GPflow: Cholesky decomposition was not successful. The input might not be valid. [Reoccurring problem]

The problem is that cholesky is failing for clearly positive definite kernels. This problem seems to come back whenever TF cholesky is involved. In numpy based GP code the problem doesn’t occur, and if it does, it can be solved by conditioning the matrix or using psuedo inverses/determinants.

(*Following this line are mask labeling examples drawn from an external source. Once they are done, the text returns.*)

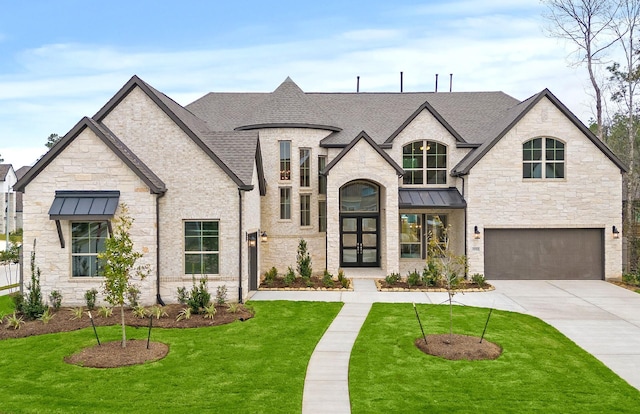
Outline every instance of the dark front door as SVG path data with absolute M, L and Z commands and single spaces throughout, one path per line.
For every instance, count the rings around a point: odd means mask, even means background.
M 379 221 L 377 214 L 340 217 L 340 266 L 380 266 Z

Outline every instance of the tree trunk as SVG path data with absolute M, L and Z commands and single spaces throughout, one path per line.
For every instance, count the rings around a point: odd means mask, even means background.
M 122 347 L 127 347 L 127 331 L 124 328 L 124 304 L 120 304 L 120 320 L 122 321 Z

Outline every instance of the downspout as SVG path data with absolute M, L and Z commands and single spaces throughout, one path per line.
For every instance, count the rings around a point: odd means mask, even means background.
M 160 296 L 160 198 L 164 195 L 163 192 L 156 197 L 156 302 L 160 306 L 164 306 Z
M 238 188 L 238 303 L 242 303 L 242 189 Z

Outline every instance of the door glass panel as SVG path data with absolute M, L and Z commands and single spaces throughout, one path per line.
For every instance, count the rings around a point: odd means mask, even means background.
M 378 220 L 374 218 L 363 218 L 362 219 L 362 231 L 377 231 L 378 225 L 376 224 Z
M 342 261 L 345 263 L 356 263 L 358 261 L 356 250 L 342 250 Z
M 358 243 L 358 236 L 356 234 L 343 234 L 342 246 L 344 247 L 356 247 Z
M 362 250 L 362 262 L 363 263 L 375 263 L 377 259 L 377 249 L 363 249 Z
M 364 247 L 377 247 L 378 237 L 375 234 L 363 234 L 362 245 Z
M 343 218 L 342 231 L 358 231 L 358 219 Z

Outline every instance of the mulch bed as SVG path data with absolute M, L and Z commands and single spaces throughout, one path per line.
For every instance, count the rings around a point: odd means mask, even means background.
M 496 359 L 502 354 L 502 348 L 493 342 L 482 340 L 477 336 L 434 334 L 418 338 L 416 346 L 425 354 L 450 359 L 477 361 Z
M 153 318 L 154 328 L 200 328 L 205 326 L 217 326 L 234 321 L 245 321 L 253 317 L 253 313 L 244 306 L 238 306 L 238 311 L 231 313 L 226 305 L 216 306 L 217 312 L 213 319 L 204 315 L 192 315 L 190 319 L 177 321 L 176 318 L 184 305 L 171 304 L 162 309 L 167 313 L 160 319 Z M 109 317 L 98 316 L 98 311 L 91 312 L 96 326 L 120 325 L 120 308 L 113 309 L 113 315 Z M 125 309 L 125 324 L 127 326 L 148 327 L 149 318 L 137 318 L 131 309 Z M 5 321 L 0 325 L 0 340 L 8 338 L 25 338 L 33 335 L 43 335 L 56 332 L 69 332 L 91 327 L 91 319 L 85 310 L 82 318 L 73 319 L 71 308 L 62 308 L 54 313 L 54 317 L 48 322 L 25 321 L 20 329 L 9 327 Z M 93 368 L 115 368 L 127 365 L 144 364 L 164 358 L 169 352 L 169 346 L 160 342 L 150 342 L 147 349 L 147 341 L 127 340 L 126 347 L 122 347 L 121 341 L 103 343 L 85 348 L 77 354 L 65 358 L 65 362 Z

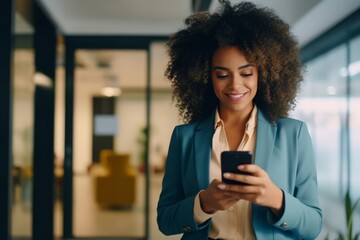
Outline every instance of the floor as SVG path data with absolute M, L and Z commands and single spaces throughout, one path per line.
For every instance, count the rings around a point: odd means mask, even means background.
M 150 176 L 150 213 L 149 213 L 149 240 L 174 240 L 181 235 L 166 237 L 157 228 L 156 205 L 161 190 L 162 174 Z M 74 218 L 73 230 L 76 237 L 143 237 L 145 235 L 145 178 L 139 174 L 137 181 L 137 201 L 129 209 L 102 209 L 94 201 L 93 179 L 88 175 L 79 175 L 74 178 Z M 15 189 L 15 198 L 12 214 L 12 236 L 31 236 L 31 183 L 24 183 L 23 188 Z M 321 205 L 326 207 L 324 200 Z M 329 216 L 324 215 L 324 220 Z M 342 218 L 342 217 L 341 217 Z M 62 204 L 55 203 L 54 232 L 61 237 L 62 232 Z M 339 220 L 340 221 L 340 220 Z M 355 221 L 357 222 L 358 219 Z M 342 220 L 340 222 L 343 222 Z M 357 228 L 357 227 L 355 227 Z M 354 229 L 357 230 L 357 229 Z M 332 233 L 332 234 L 329 234 Z M 329 231 L 324 224 L 317 239 L 335 239 L 336 232 Z
M 103 209 L 94 201 L 93 179 L 88 175 L 74 178 L 74 219 L 73 230 L 76 237 L 143 237 L 145 235 L 145 178 L 137 179 L 137 201 L 128 209 Z M 157 228 L 156 205 L 161 190 L 162 174 L 150 177 L 150 232 L 149 240 L 180 239 L 181 235 L 164 236 Z M 21 190 L 20 190 L 21 191 Z M 24 191 L 16 193 L 24 195 Z M 62 234 L 62 204 L 55 203 L 54 232 Z M 12 235 L 31 235 L 30 201 L 20 197 L 13 204 Z

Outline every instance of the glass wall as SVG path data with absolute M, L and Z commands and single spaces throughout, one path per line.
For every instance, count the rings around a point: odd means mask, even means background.
M 145 50 L 76 51 L 76 237 L 145 236 Z
M 31 237 L 33 183 L 34 53 L 14 52 L 12 236 Z
M 318 173 L 322 236 L 345 232 L 344 197 L 360 197 L 360 38 L 305 63 L 304 83 L 292 116 L 305 121 L 312 137 Z M 360 231 L 360 211 L 354 231 Z M 319 239 L 322 239 L 321 237 Z
M 360 197 L 360 36 L 350 41 L 349 52 L 350 192 L 355 202 Z

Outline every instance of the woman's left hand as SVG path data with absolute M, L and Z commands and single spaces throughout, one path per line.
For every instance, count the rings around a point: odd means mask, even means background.
M 283 208 L 283 192 L 271 181 L 268 174 L 255 164 L 239 165 L 238 168 L 251 175 L 225 173 L 224 177 L 245 183 L 245 185 L 222 183 L 218 187 L 231 191 L 231 194 L 240 199 L 269 207 L 275 215 L 280 216 Z

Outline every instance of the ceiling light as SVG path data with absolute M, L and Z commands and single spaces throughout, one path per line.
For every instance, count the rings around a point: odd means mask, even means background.
M 117 87 L 103 87 L 101 94 L 106 97 L 118 97 L 121 95 L 121 89 Z
M 328 93 L 330 96 L 336 95 L 336 87 L 334 87 L 334 86 L 328 86 L 328 87 L 327 87 L 327 93 Z
M 36 72 L 33 76 L 34 83 L 38 86 L 45 88 L 52 88 L 53 82 L 52 80 L 41 72 Z
M 346 67 L 340 69 L 340 75 L 342 77 L 348 76 L 348 71 L 350 77 L 355 76 L 356 74 L 360 73 L 360 61 L 350 63 L 349 68 Z

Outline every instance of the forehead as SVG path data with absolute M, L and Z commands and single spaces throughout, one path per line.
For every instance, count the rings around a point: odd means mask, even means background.
M 237 47 L 218 48 L 212 56 L 212 65 L 248 64 L 244 53 Z

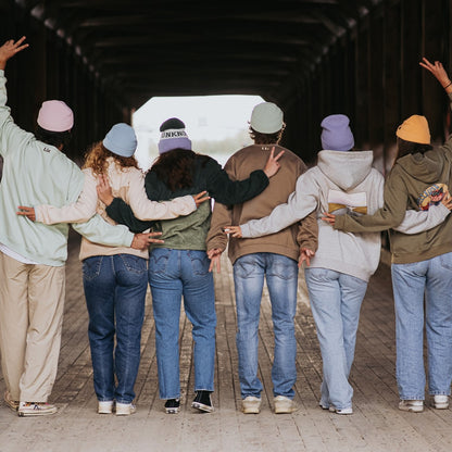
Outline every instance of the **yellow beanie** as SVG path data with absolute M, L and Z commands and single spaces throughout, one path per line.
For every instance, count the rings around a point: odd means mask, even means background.
M 405 120 L 397 129 L 395 135 L 405 141 L 430 145 L 430 130 L 427 118 L 418 114 L 414 114 Z

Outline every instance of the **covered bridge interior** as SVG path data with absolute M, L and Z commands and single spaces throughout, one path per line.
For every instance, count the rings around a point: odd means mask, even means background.
M 449 131 L 418 61 L 452 70 L 451 22 L 450 0 L 0 0 L 1 41 L 30 45 L 7 68 L 13 116 L 33 130 L 43 100 L 65 100 L 74 158 L 154 96 L 259 95 L 306 162 L 322 118 L 344 113 L 385 172 L 406 116 L 425 114 L 435 141 Z

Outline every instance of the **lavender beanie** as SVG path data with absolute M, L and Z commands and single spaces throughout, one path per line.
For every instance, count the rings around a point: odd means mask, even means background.
M 185 131 L 185 124 L 177 117 L 166 120 L 160 126 L 159 153 L 172 151 L 173 149 L 186 149 L 191 151 L 191 140 Z
M 102 143 L 116 155 L 131 156 L 137 149 L 137 137 L 129 125 L 118 123 L 105 135 Z
M 322 149 L 350 151 L 354 147 L 350 120 L 344 114 L 331 114 L 322 121 Z

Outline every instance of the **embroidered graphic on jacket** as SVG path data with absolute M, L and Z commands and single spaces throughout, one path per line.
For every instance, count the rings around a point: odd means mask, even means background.
M 417 205 L 422 211 L 428 211 L 430 205 L 438 205 L 441 202 L 447 191 L 449 190 L 445 184 L 435 184 L 417 198 Z
M 328 212 L 336 215 L 365 215 L 367 213 L 367 197 L 364 191 L 360 193 L 344 193 L 339 190 L 328 191 Z

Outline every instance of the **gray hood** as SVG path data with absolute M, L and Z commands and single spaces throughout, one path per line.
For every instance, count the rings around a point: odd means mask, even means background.
M 343 191 L 361 184 L 372 170 L 373 151 L 321 151 L 317 167 Z

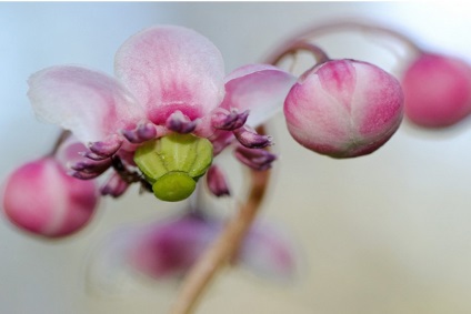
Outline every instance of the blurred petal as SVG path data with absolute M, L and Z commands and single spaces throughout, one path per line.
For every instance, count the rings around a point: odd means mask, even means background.
M 281 111 L 295 78 L 273 65 L 249 64 L 226 78 L 221 108 L 250 110 L 247 124 L 255 128 Z
M 153 27 L 131 37 L 117 52 L 116 73 L 156 124 L 177 110 L 190 120 L 201 118 L 223 94 L 221 53 L 181 27 Z
M 149 225 L 134 237 L 127 259 L 154 278 L 182 275 L 216 237 L 219 226 L 192 214 Z
M 133 128 L 144 114 L 114 79 L 79 67 L 52 67 L 31 75 L 28 95 L 39 119 L 96 142 Z
M 94 182 L 69 176 L 53 158 L 29 162 L 7 180 L 1 205 L 18 227 L 59 237 L 82 229 L 98 204 Z
M 252 225 L 238 261 L 253 273 L 272 280 L 291 281 L 299 272 L 293 243 L 272 225 Z

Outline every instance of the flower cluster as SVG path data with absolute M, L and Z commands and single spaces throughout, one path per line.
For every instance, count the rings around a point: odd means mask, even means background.
M 423 128 L 445 128 L 471 113 L 468 63 L 361 23 L 343 27 L 392 36 L 411 49 L 412 61 L 400 78 L 365 61 L 330 59 L 310 42 L 341 26 L 314 28 L 283 43 L 267 64 L 228 75 L 207 38 L 173 26 L 129 38 L 116 54 L 114 77 L 77 65 L 32 74 L 28 95 L 34 112 L 64 131 L 52 152 L 10 174 L 1 193 L 3 212 L 32 234 L 62 237 L 90 221 L 100 194 L 118 197 L 132 183 L 178 202 L 204 178 L 213 195 L 229 195 L 216 158 L 231 149 L 252 172 L 269 170 L 277 155 L 269 150 L 272 138 L 259 126 L 278 111 L 297 142 L 335 159 L 377 151 L 403 115 Z M 318 62 L 297 78 L 278 65 L 300 50 Z M 101 186 L 98 178 L 104 178 Z M 263 192 L 253 197 L 260 202 Z M 254 211 L 258 203 L 251 201 L 247 206 Z M 197 206 L 198 213 L 126 233 L 119 247 L 127 264 L 157 278 L 186 273 L 224 225 Z M 248 231 L 247 237 L 227 259 L 290 276 L 295 257 L 289 245 L 258 225 L 239 230 Z

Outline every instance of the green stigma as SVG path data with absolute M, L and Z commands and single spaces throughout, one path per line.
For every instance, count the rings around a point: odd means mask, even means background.
M 136 151 L 134 162 L 152 184 L 156 197 L 178 202 L 190 196 L 212 163 L 212 144 L 191 134 L 170 134 L 148 141 Z

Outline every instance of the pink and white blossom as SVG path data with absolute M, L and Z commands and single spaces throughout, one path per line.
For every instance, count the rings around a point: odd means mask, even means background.
M 88 145 L 82 154 L 89 162 L 71 166 L 77 178 L 101 175 L 117 160 L 130 172 L 141 143 L 170 133 L 207 138 L 214 155 L 239 139 L 248 148 L 268 145 L 268 138 L 249 130 L 281 109 L 294 82 L 269 64 L 245 65 L 224 77 L 222 55 L 207 38 L 172 26 L 128 39 L 116 54 L 114 70 L 110 77 L 59 65 L 29 80 L 37 115 Z M 118 180 L 109 188 L 101 191 L 118 195 L 126 190 Z
M 11 173 L 1 200 L 6 216 L 14 225 L 46 237 L 81 230 L 97 204 L 96 183 L 68 175 L 52 156 L 26 163 Z
M 422 53 L 402 78 L 405 117 L 425 128 L 450 126 L 471 113 L 471 67 L 458 58 Z
M 331 60 L 305 72 L 284 102 L 288 130 L 301 145 L 333 158 L 369 154 L 402 120 L 401 85 L 380 68 Z

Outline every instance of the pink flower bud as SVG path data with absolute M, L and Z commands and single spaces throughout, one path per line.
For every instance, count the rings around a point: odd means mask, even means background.
M 369 154 L 402 120 L 399 82 L 378 67 L 332 60 L 305 72 L 284 101 L 288 130 L 301 145 L 333 158 Z
M 421 126 L 450 126 L 471 112 L 471 67 L 462 60 L 423 53 L 402 78 L 407 118 Z
M 98 203 L 94 182 L 67 175 L 53 158 L 17 169 L 2 196 L 3 211 L 13 224 L 47 237 L 66 236 L 83 227 Z

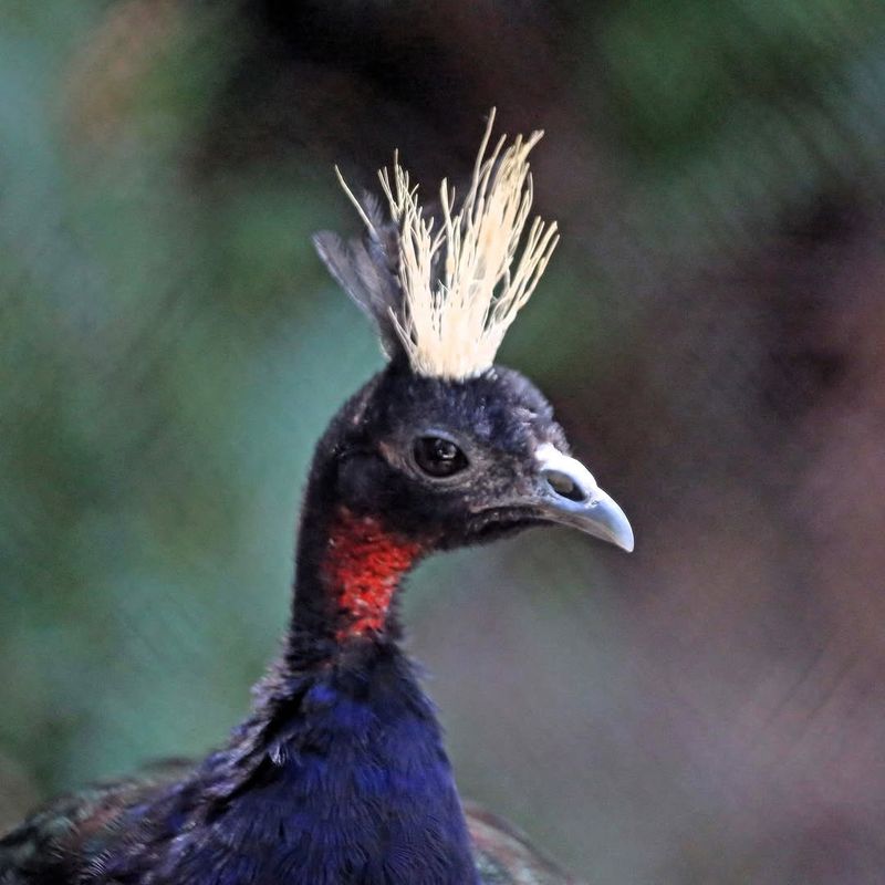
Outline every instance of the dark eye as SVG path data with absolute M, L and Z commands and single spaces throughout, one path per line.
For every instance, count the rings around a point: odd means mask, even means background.
M 413 451 L 415 464 L 437 479 L 454 476 L 467 467 L 467 456 L 450 439 L 419 436 Z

This is an unsolved issue similar to closed issue #78 . In that case to user was able to constrain his domain to a sub-domain where it was solved. Here in the MVCE I show that this doesn’t work.

MVCE

https://gist.github.com/Joshuaalbert/e34f71c65b28263161ae09f5b9a6f3be

The data provides an easy to solve problem, yet TF cholesky fails. I know that this timeseries has a lengthscale 47 which is where it is initialized. I also added an untrainable white kernel of very high variance, and it still fails. It also fails with and without a mean function. It also fails with and without the logstic tranform.

Back to the problem

There is a serious problem here guys and gals. Because of this same issue in my own code, for the exact same problem actually, I’ve asked that TF provide dynamic exception catching (https://github.com/tensorflow/tensorflow/issues/10332).

UPDATE: The new Eager Execution mode of tensorflow is really cool, and allow pythonic control flow. It is worth looking into I believe.

In a pythonic solution one would do:

try:
    #method using Cholesky
except:
    #method using svd and pseudo inv/det

This is how I solved this problem in my numpy code dealing with GPs. The problem is that TF requires doing something like below which can be tedious to code in an elegant way.

def _no_cho_version(...):
    #using svd
def _cho_version(...):
   #using cho as preferable
tf.cond(did_cholesky_fail, _no_cho_version, _cho_version)

try:
    feed_dict[did_cholesky_fail] = False
    sess.run(..., feed_dict=feed_dict)
except:
    feed_dict[did_cholesky_fail] = True
    sess.run(..., feed_dict=feed_dict)

Matrix conditioning might be a solution

UPDATE: apparently, this fails when there are degenerate eigen values (because gradients can only be uniquely defined for diferrent eigen values. Thus adding a random jitter first works.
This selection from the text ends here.